At some point, every biotech weighs whether to forge ahead alone or team up with a larger company that has the scientific know-how, clinical trial experience, or the cash to keep a program going. For early-stage developers of cell and gene therapies, these alliances are almost essential.
Bruce Levine been on both sides of this equation. The University of Pennsylvania professor has worked with companies seeking to advance their therapies through clinical development. But as an innovator, he’s also been in the position of looking for partners to continue his work. That’s the case with tisagenlecleucel (Kymriah), a cell therapy initially developed in Penn labs before going on to become the first FDA approved CAR-T treatment.
Speaking last week during Xconomy’s Xcelerating Life Sciences Philadelphia event, Levine said the university’s early research was supported by grants and philanthropic funding. While that research produced great results in a handful of patients, cell therapies are expensive to make, and the Penn scientists needed more cash.
Back in 2011 and 2012, there wasn’t a lot of venture capital support for startups researching cell therapies, Levine recalled. He hoped that publishing the data would spark support from a different source. He was right: The resulting media attention led to an assortment of suitors that ranged from small biotechs to large biopharmaceutical companies. Rather than build a startup around the cell therapy technology, the university decided to license it to one of the companies that came knocking: Novartis (NYSE: [[ticker:NVS]]).
“The startup might have been attractive, had there been funding,” Levine said. “Still, when you’re building something from the ground up, it takes a long time. At that point, nobody had global regulatory expertise or global clinical expertise.”
In 2012, Penn announced a licensing agreement with Novartis. The pharmaceutical giant had no experience manufacturing cell therapies, but Levine said that Penn brought to the alliance its cell therapy manufacturing expertise. Novartis brought cash and its experience running clinical trials and taking drugs through the regulatory process. Five years after the partnership began, the FDA approved Kymriah.
Levine has gone on to co-found Tmunity, a Philadelphia cancer cell therapy developer. Seed funding from Penn was followed by venture capital investment. The startup is led by CEO led by Usman Azam, a Novartis veteran. Levine says Tmunity represents an opportunity to do what the Penn team might have done with tisagenlecleucel back in 2012, had institutional financing been available.

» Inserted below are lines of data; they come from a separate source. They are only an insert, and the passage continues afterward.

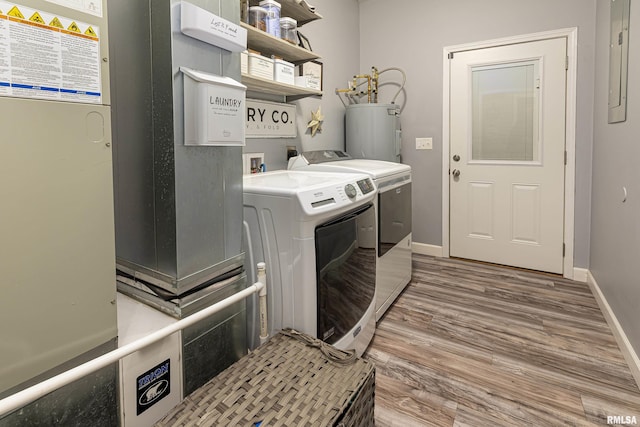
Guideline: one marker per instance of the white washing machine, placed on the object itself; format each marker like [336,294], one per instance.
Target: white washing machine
[316,233]
[393,203]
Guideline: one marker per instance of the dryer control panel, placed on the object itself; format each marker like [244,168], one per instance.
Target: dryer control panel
[337,196]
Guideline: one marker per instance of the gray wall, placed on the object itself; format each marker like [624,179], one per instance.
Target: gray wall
[615,229]
[411,34]
[335,39]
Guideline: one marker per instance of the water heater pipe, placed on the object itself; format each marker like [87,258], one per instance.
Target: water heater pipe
[28,395]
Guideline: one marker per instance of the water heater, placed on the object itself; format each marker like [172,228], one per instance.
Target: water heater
[373,131]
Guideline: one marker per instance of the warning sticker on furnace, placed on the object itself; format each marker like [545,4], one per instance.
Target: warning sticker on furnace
[57,61]
[55,22]
[15,12]
[37,18]
[74,27]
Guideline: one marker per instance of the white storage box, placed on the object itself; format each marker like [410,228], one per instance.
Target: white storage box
[309,82]
[260,66]
[244,62]
[284,72]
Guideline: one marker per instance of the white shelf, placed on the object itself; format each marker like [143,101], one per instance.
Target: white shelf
[276,88]
[268,45]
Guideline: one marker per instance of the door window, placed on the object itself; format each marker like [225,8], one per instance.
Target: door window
[505,113]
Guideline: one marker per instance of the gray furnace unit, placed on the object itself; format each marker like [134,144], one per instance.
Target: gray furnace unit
[178,208]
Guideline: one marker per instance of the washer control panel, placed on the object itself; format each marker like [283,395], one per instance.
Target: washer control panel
[350,191]
[366,186]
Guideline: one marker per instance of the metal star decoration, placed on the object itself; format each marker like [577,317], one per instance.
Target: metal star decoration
[316,122]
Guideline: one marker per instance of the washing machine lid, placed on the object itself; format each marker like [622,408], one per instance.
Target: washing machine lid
[316,191]
[338,161]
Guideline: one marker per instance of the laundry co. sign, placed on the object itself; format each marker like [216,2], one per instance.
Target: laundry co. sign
[270,120]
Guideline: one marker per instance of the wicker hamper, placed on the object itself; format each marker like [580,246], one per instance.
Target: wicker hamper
[292,380]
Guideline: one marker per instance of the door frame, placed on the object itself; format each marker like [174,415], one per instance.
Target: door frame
[571,34]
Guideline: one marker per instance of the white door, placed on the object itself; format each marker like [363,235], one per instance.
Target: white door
[507,154]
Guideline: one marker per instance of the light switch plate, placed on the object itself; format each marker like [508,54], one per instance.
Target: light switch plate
[424,143]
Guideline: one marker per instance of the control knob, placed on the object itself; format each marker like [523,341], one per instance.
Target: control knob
[350,190]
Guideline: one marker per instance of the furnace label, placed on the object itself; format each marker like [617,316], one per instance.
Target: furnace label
[46,56]
[94,7]
[152,386]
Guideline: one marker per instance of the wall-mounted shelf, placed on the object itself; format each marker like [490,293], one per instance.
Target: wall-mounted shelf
[276,88]
[268,45]
[298,10]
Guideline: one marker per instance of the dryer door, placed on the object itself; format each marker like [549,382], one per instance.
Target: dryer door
[346,272]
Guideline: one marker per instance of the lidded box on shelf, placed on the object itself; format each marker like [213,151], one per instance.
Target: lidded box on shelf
[260,66]
[273,16]
[289,30]
[284,72]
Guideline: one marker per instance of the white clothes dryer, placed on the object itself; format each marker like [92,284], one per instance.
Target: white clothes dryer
[316,233]
[393,204]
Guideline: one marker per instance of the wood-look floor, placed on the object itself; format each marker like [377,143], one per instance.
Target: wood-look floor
[471,344]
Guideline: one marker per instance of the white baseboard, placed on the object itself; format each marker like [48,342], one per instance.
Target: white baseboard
[623,342]
[424,249]
[580,274]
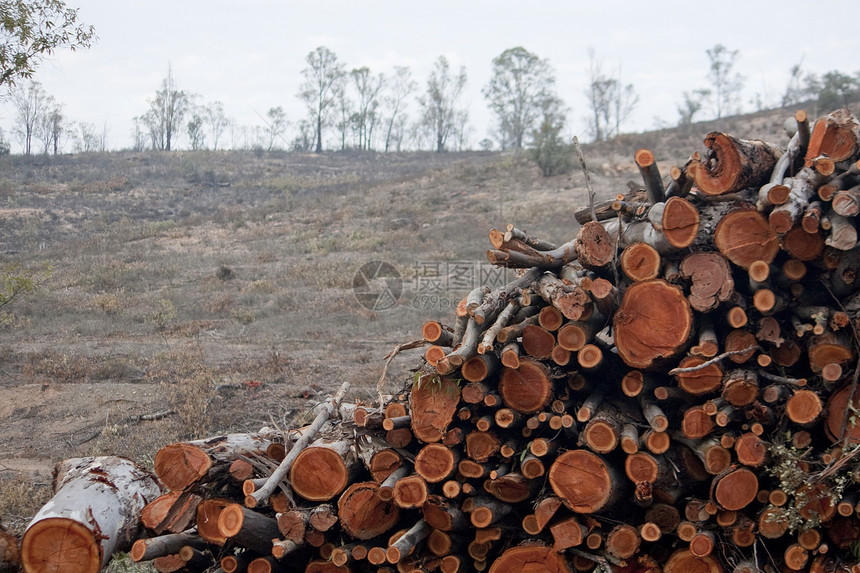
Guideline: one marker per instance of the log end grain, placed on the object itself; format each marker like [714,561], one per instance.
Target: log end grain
[527,389]
[745,236]
[584,481]
[363,515]
[680,222]
[652,323]
[180,465]
[531,559]
[60,544]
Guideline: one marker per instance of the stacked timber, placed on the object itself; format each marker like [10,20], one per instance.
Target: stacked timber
[675,390]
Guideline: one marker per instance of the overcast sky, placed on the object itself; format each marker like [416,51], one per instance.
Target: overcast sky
[249,54]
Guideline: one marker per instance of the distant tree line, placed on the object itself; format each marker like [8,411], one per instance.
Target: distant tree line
[363,109]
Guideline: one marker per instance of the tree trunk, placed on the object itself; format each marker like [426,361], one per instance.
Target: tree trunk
[363,515]
[97,502]
[652,324]
[531,558]
[733,164]
[433,403]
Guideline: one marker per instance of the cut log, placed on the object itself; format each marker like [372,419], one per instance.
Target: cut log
[683,561]
[680,222]
[512,488]
[584,481]
[363,515]
[537,342]
[735,489]
[443,515]
[248,528]
[436,462]
[745,236]
[180,465]
[531,559]
[835,135]
[433,403]
[572,300]
[527,389]
[410,492]
[652,324]
[567,533]
[207,520]
[148,549]
[286,465]
[623,541]
[293,524]
[711,279]
[733,164]
[97,502]
[650,175]
[407,542]
[640,262]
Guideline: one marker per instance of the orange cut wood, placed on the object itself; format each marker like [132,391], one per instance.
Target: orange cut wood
[435,462]
[733,164]
[736,489]
[180,465]
[652,323]
[363,515]
[680,222]
[745,236]
[527,389]
[841,424]
[530,559]
[702,381]
[640,262]
[683,561]
[319,473]
[584,481]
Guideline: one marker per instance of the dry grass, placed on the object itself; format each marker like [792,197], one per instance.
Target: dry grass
[219,285]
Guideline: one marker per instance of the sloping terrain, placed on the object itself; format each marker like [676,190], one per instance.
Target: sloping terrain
[215,291]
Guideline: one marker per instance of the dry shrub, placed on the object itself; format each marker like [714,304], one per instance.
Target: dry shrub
[108,303]
[20,499]
[220,304]
[56,366]
[188,383]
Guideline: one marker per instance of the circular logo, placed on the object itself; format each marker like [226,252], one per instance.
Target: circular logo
[377,285]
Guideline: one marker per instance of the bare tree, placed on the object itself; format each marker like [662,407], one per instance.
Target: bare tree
[726,83]
[611,101]
[276,124]
[217,121]
[345,113]
[322,75]
[166,112]
[520,87]
[399,88]
[196,134]
[88,138]
[29,104]
[440,102]
[367,88]
[52,126]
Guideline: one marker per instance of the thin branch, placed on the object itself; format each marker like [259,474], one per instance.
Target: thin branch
[713,360]
[588,186]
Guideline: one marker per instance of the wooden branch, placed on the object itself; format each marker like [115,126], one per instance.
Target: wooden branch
[263,493]
[733,164]
[650,175]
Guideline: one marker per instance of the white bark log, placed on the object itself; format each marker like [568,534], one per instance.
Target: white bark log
[93,514]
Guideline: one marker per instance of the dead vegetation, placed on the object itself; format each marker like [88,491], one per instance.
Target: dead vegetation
[222,282]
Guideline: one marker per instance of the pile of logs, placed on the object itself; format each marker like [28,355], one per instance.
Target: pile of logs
[673,390]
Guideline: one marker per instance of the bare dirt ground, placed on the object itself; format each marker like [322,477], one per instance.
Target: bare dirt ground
[217,288]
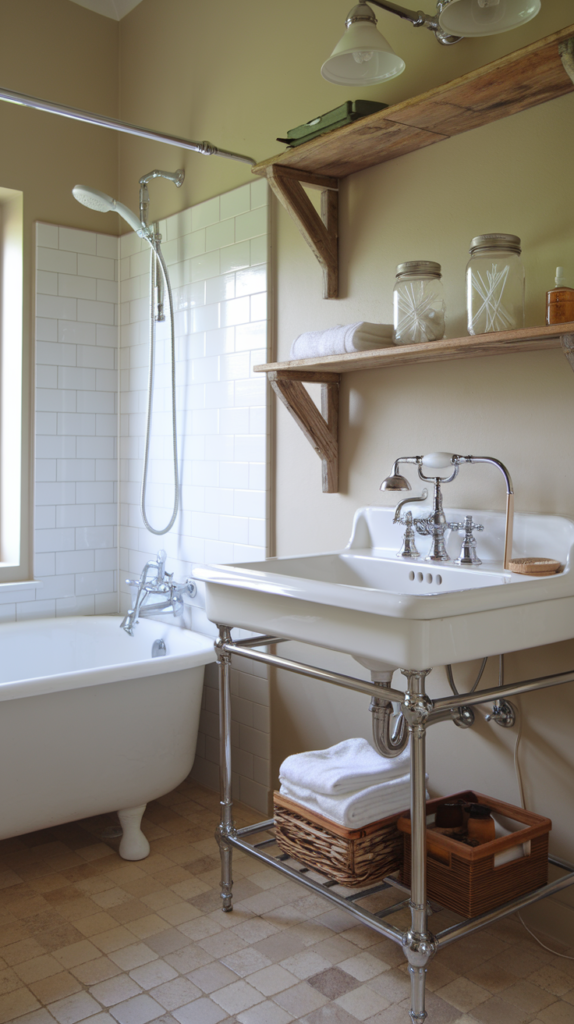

Novartis isn’t the only big pharma company mining the sector for cell therapy innovation. GlaxoSmithKline (NYSE: [[ticker:GSK]]), which has a large presence in the Philadelphia area, has a cell therapy group of about 300 people split between the UK and the US. Delfi Krishna, director of GSK’s cell and gene therapy platform, said that a key consideration for any partnership with her company is finding technologies or assets that align with its areas of focus.
GSK established one such partnership last October with Lyell Immunopharma, a San Francisco startup run by Rick Klausner, former head of the National Cancer Institute. To date, T-cell therapies, including Kymriah, have been approved for blood-born cancers. The alliance with Lyell aims to use the startup’s technologies for improving T-cell function and cell “fitness” to develop cell therapies capable of treating solid tumors. The GSK-Lyell alliance includes the pharma giant’s lead cell therapy program, GSK337794, which is being evaluated in synovial sarcoma among other cancers. The partnership spans five years.
When considering a potential partnership, Krishna says GSK assesses the strength of preclinical and clinical data. GSK is also interested in how a potential partner’s assets match up to the pharma giant’s diseases of interest. Other considerations include the time it will take to develop the therapy and the investment that would be required.
“I would encourage people to think that GSK is absolutely open to innovative ideas in all areas of value chain—early, very early, late, and throughout,” Krishna said. “But it basically is a very thorough analysis, and it’s very data driven and science driven.”